SimpleBroker uses [`uv`](https://github.com/astral-sh/uv) for package management and [`ruff`](https://github.com/astral-sh/ruff) for linting and formatting.

```bash
# Clone the repository
git clone git@github.com:VanL/simplebroker.git
cd simplebroker

# Install uv if you haven't already
curl -LsSf https://astral.sh/uv/install.sh | sh

# Install all dependencies including dev extras
uv sync --all-extras

# Run tests (fast tests only, in parallel)
uv run pytest

# Run all tests including slow ones (with 1000+ subprocess spawns)
uv run pytest -m ""

# Run tests with coverage
uv run pytest --cov=simplebroker --cov-report=term-missing

# Run specific test files
uv run pytest tests/test_smoke.py

# Run tests in a single process (useful for debugging)
uv run pytest -n 0

# Lint and format code
uv run ruff check simplebroker tests  # Check for issues
uv run ruff check --fix simplebroker tests  # Fix auto-fixable issues
uv run ruff format simplebroker tests  # Format code

# Type check
uv run mypy simplebroker
```

### Development Workflow

1. **Before committing**:
   ```bash
   uv run ruff check --fix simplebroker tests
   uv run ruff format simplebroker tests
   uv run mypy simplebroker
   uv run pytest
   ```

2. **Building packages**:
   ```bash
   uv build  # Creates wheel and sdist in dist/
   ```

3. **Installing locally for testing**:
   ```bash
   uv pip install dist/simplebroker-*.whl
   ```

## Contributing

Contributions are welcome!
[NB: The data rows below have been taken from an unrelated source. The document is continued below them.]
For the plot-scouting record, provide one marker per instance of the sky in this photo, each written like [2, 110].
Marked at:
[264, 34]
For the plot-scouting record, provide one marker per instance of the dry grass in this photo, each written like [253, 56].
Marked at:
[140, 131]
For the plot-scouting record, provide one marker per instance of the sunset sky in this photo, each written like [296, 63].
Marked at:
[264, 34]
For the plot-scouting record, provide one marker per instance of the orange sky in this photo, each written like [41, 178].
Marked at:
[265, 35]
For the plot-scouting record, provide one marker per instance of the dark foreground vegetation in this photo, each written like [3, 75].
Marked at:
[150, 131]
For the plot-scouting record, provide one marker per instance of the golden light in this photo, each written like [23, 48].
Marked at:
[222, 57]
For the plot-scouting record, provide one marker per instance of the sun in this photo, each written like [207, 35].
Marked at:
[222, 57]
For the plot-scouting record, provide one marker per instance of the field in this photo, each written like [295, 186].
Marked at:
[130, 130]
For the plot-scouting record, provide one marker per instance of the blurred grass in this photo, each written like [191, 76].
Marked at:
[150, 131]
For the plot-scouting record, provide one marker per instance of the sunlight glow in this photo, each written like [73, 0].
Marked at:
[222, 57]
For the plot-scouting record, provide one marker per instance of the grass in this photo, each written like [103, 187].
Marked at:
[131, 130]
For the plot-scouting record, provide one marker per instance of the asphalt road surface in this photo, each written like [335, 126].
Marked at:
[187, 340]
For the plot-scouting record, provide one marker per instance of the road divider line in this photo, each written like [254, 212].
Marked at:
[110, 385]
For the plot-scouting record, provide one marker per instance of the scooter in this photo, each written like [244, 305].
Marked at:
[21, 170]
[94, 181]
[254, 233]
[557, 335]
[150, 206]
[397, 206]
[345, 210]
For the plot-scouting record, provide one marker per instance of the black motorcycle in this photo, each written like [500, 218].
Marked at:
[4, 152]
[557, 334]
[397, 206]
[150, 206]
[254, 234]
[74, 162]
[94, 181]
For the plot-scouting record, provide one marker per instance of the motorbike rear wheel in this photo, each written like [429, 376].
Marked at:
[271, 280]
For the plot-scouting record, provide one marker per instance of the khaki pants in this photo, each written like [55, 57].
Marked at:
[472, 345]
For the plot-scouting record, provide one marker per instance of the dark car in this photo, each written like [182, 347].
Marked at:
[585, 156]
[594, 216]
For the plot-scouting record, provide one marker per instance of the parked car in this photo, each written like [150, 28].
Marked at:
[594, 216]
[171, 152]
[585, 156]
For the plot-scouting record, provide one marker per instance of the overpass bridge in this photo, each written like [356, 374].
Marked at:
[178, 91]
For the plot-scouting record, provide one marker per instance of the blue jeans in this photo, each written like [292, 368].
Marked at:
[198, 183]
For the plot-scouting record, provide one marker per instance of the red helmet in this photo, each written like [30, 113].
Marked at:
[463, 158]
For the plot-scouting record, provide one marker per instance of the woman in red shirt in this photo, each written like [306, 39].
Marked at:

Please:

1. Keep it simple - the entire codebase should stay understandable in an afternoon
2. Maintain backward compatibility
3. Add tests for new features
4. Update documentation
5. Run `uv run ruff` and `uv run pytest` before submitting PRs

### Setting up for development

```bash
# Fork and clone the repo
git clone git@github.com:VanL/simplebroker.git
cd simplebroker

# Install development environment
uv sync --all-extras

# Create a branch for your changes
git checkout -b my-feature

# Make your changes, then validate
uv run ruff check --fix simplebroker tests
uv run ruff format simplebroker tests
uv run pytest

# Push and create a pull request
git push origin my-feature
```

## License

MIT © 2025 Van Lindberg

## Acknowledgments

Built with Python, SQLite, and the Unix philosophy.